望着空荡荡的房间,封厉旬依稀还能感觉到女人遗留下来的气息。
该死!
又晚了一步!
封厉旬捶墙。
“旬,走吧。”慕容焉伸手扯了扯封厉旬的衣服,声音听起来特么的性感。
封厉旬回头瞪了他一眼,“慕容焉,你丫是不是故意的!”
慕容焉明明早就知道安七七在这儿,可偏要等到现在才带他来,因此,封厉旬一口咬定是慕容焉搞的鬼,而其实,的确是慕容焉在背后搞了鬼。
慕容焉看了封厉旬很久,终是轻轻地摇了摇头,“啧,啧,封厉旬,你这翻脸还真是比翻书还快呐!”虽然,他其实早就打听到了安七七在这里,可为了看封厉旬急得跳墙的样子,他愣是一直忍住没说,可他又怎么知道事情会变成这样?
安七七要走,他也没办法啊!
“慕容焉!”封厉旬咬牙,几乎能听到他牙齿咯咯作响的声音,“你丫的想死是不是?”故意逗他,好玩儿吗?
“我说……”慕容焉顿了一下,却是什么也没说就转身出了房间。
还是算了,现在反正说什么封厉旬都听不进去的,等他冷静一下再说吧。
“慕容焉!你给我站住!”封厉旬追了出去。
“你怎么会在这里?”门口站着一脸错愕的凌潇云,封厉旬抬头看他,气冲冲地说道:“你又怎么会在这里?”该死的安七七,所有人都知道你住的地方,偏偏我什么也不知道!
一时间,封厉旬心里涌上无数的情绪。
安七七,你说,我该怎么惩罚你呢?
“接七七回家。”凌潇云回望着封厉旬,一脸无惧的模样。
“你!”封厉旬暗中捏紧了拳头,若不是慕容焉拉着他往外走,他肯定早就一拳砸到凌潇云的脸上了。
不要脸!
也不看看安七七是谁的女人!
竟然敢如此大言不惭。
“慕容焉,放开!”封厉旬有些恼怒。
慕容焉,你这个吃里扒外的家伙!
“封厉旬,你是来找人的,不是来打架的!”慕容焉的一席话就像是一盆冷水从头泼到脚,封厉旬的心瞬间凉了,原本的火气也一下子消了。

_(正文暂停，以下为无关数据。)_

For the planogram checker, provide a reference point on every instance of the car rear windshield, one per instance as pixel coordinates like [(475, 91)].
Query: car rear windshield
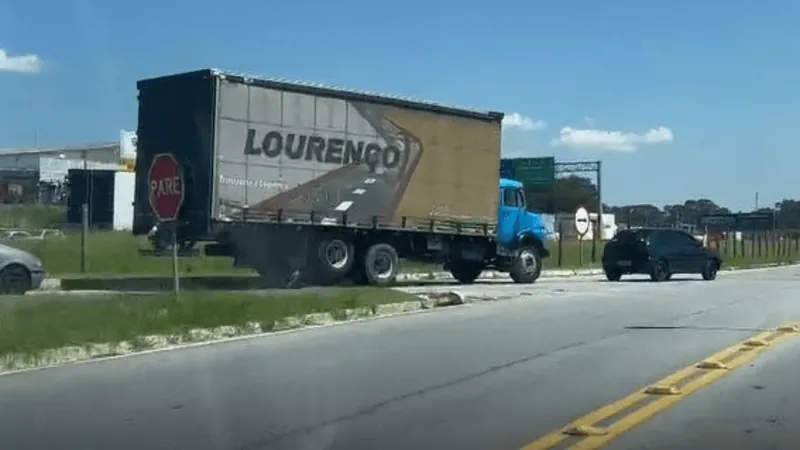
[(630, 236)]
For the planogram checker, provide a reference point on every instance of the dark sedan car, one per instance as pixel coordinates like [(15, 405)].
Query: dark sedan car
[(659, 253)]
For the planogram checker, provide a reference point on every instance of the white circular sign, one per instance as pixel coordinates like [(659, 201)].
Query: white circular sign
[(582, 221)]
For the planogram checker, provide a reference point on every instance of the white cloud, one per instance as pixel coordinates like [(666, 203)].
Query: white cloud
[(517, 120), (29, 63), (592, 139)]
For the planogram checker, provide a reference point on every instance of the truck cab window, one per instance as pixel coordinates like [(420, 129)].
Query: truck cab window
[(521, 198), (511, 198)]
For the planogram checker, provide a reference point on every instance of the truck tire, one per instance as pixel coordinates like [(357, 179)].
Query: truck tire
[(381, 264), (335, 256), (466, 272), (526, 265)]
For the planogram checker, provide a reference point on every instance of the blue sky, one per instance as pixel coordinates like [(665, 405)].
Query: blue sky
[(718, 82)]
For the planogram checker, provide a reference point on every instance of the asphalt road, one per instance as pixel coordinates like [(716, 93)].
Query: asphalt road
[(492, 375)]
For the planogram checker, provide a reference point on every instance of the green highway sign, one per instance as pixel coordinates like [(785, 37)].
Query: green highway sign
[(532, 172)]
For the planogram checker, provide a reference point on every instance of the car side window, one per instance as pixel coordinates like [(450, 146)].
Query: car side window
[(659, 240), (686, 240), (510, 198)]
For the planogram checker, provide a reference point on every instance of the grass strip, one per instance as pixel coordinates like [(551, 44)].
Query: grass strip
[(30, 324)]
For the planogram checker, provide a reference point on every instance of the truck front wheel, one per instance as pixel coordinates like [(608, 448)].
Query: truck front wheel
[(526, 265), (466, 272), (381, 264)]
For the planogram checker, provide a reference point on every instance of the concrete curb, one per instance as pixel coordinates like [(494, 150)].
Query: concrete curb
[(142, 284), (73, 354), (139, 283)]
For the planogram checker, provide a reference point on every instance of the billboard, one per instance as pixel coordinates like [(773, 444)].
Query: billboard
[(531, 172)]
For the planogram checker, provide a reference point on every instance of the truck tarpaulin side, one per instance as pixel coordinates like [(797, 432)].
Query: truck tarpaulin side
[(300, 152), (268, 145)]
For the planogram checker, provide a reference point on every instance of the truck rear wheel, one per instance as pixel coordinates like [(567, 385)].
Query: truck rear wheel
[(381, 264), (335, 256), (526, 265), (466, 272)]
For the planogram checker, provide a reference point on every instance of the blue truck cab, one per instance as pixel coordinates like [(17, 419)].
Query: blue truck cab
[(520, 234)]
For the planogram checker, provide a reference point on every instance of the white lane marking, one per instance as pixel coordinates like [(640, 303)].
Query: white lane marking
[(344, 206)]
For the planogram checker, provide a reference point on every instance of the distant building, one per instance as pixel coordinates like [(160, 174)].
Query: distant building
[(38, 175)]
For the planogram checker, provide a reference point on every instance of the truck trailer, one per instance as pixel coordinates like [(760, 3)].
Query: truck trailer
[(309, 184)]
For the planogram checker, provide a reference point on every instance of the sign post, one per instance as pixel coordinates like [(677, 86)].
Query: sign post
[(165, 185), (582, 224)]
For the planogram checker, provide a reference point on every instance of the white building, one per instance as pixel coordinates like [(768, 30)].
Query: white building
[(31, 175)]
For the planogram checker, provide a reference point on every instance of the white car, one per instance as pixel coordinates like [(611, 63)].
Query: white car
[(20, 271)]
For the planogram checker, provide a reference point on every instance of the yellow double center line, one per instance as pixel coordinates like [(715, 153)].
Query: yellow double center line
[(600, 427)]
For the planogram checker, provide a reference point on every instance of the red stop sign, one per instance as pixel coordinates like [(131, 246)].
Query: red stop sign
[(165, 185)]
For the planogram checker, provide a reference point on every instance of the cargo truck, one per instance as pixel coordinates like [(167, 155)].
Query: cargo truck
[(305, 182)]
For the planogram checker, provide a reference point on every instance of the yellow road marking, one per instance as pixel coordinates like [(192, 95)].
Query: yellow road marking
[(588, 435)]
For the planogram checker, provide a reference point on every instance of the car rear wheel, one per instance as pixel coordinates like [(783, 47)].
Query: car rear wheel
[(710, 270), (660, 272), (15, 279), (613, 274)]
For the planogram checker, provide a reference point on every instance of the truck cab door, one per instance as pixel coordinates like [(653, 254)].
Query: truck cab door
[(512, 206)]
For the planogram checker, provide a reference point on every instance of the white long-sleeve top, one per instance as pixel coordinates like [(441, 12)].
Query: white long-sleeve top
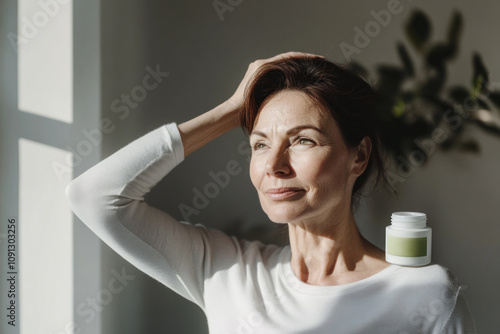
[(246, 286)]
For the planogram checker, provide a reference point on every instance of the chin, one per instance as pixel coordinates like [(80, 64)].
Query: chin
[(282, 215)]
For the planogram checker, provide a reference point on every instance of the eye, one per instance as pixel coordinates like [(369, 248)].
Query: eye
[(305, 141), (258, 146)]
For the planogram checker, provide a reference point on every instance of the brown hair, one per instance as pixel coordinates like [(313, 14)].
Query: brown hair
[(349, 99)]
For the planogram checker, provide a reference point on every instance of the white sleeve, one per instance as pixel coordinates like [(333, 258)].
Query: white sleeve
[(109, 199), (460, 320)]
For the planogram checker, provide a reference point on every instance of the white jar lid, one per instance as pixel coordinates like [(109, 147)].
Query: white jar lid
[(409, 219)]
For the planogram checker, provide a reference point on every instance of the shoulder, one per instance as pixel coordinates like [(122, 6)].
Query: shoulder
[(433, 275)]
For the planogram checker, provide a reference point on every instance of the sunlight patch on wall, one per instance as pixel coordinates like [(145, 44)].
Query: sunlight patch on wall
[(45, 58), (46, 241)]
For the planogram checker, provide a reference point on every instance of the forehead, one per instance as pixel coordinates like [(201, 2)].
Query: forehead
[(292, 108)]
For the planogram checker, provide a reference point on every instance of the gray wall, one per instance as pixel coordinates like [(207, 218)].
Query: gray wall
[(206, 57)]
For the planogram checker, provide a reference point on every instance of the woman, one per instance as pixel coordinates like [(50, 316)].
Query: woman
[(311, 130)]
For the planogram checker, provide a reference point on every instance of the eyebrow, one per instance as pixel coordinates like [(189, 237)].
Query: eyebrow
[(291, 131)]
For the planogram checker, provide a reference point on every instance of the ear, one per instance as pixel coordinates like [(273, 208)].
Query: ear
[(361, 156)]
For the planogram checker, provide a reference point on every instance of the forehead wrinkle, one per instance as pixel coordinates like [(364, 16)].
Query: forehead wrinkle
[(282, 114)]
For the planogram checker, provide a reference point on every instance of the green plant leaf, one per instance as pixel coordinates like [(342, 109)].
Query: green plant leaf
[(406, 60), (418, 29), (495, 98), (454, 32), (458, 94), (480, 76)]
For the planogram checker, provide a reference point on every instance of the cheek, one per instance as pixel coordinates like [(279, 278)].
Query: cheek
[(255, 173)]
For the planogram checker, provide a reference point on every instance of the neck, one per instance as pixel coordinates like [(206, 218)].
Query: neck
[(332, 255)]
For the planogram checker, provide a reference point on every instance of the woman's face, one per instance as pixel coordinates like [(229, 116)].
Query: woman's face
[(300, 165)]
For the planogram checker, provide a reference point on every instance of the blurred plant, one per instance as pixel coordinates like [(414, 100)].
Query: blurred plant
[(413, 103)]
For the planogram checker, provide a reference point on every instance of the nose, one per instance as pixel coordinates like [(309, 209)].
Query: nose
[(278, 164)]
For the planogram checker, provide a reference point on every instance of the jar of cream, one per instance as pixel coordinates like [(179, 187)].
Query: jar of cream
[(408, 240)]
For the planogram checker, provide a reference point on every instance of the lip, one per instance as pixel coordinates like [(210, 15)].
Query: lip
[(282, 193)]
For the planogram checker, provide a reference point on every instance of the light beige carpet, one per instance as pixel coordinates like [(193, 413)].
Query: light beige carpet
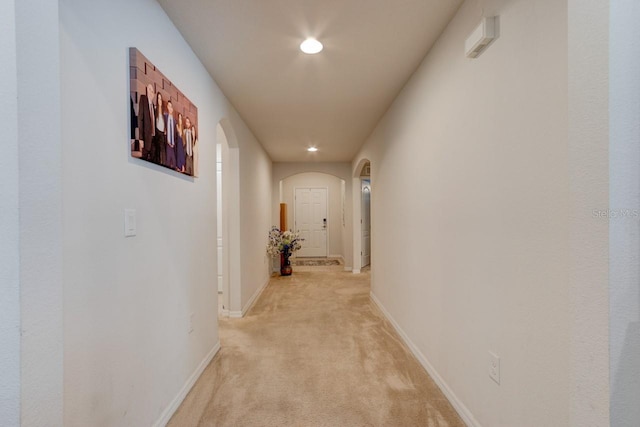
[(314, 351)]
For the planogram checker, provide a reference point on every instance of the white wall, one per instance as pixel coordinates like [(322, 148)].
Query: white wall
[(334, 206), (9, 223), (282, 170), (255, 201), (40, 180), (470, 214), (624, 167), (128, 301), (588, 267)]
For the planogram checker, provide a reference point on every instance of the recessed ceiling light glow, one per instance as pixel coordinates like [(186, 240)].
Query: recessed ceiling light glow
[(311, 46)]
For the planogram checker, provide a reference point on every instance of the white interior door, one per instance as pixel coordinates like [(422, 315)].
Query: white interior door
[(366, 223), (311, 221)]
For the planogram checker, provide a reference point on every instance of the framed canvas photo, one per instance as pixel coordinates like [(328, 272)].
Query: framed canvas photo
[(164, 122)]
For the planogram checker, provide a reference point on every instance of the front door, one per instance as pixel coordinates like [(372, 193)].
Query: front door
[(311, 221)]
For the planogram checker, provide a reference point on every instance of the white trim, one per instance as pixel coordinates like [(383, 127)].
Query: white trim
[(177, 401), (250, 303), (457, 404)]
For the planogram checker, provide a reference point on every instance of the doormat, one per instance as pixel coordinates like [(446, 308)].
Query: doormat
[(316, 262)]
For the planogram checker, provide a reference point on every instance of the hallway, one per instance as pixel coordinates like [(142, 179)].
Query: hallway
[(314, 351)]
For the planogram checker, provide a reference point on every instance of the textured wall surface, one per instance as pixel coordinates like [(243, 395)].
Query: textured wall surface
[(470, 219), (130, 302), (9, 223), (624, 166)]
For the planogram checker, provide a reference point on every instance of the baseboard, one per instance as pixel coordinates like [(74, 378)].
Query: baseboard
[(250, 303), (175, 403), (457, 404)]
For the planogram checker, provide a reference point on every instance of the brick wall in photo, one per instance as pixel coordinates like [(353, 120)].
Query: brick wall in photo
[(143, 72)]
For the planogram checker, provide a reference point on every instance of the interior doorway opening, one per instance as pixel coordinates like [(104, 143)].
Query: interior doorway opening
[(362, 218), (222, 146)]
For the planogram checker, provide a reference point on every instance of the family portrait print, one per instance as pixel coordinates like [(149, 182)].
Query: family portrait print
[(164, 123)]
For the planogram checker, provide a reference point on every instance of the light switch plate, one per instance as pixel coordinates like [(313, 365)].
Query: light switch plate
[(129, 222), (494, 367)]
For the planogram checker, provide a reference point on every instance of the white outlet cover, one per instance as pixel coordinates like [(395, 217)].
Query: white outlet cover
[(494, 367), (130, 227)]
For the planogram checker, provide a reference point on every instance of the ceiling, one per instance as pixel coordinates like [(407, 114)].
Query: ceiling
[(291, 100)]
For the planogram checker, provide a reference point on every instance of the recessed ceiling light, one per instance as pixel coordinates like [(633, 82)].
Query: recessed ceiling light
[(311, 46)]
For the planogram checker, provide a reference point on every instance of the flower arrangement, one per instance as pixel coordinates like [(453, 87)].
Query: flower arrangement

“慕容焉,赶紧找人帮忙查查这女人到底去哪儿了!”将拳头松开,封厉旬扯了扯脖子上的领带。
去******领带!
要不是安七七老说他像流氓,他才懒得搞这么正式,结果倒好,在家折腾了半天,最后竟然连这女人的影子都没见着。
气死他!
“我已经找人帮忙查了。”慕容焉跳上了车,一脸惬意的坐在副驾的位子上,“啪”地一声,点燃了一支烟。
“滚下去抽完才准上来!”封厉旬推了他一把,慕容焉像是早有准备一般拉住了拉环,眉一挑,嘴一撇,声音里透出浓浓的不满,“不就是个女人嘛,找不着就不找了呗,冲我发什么火啊!”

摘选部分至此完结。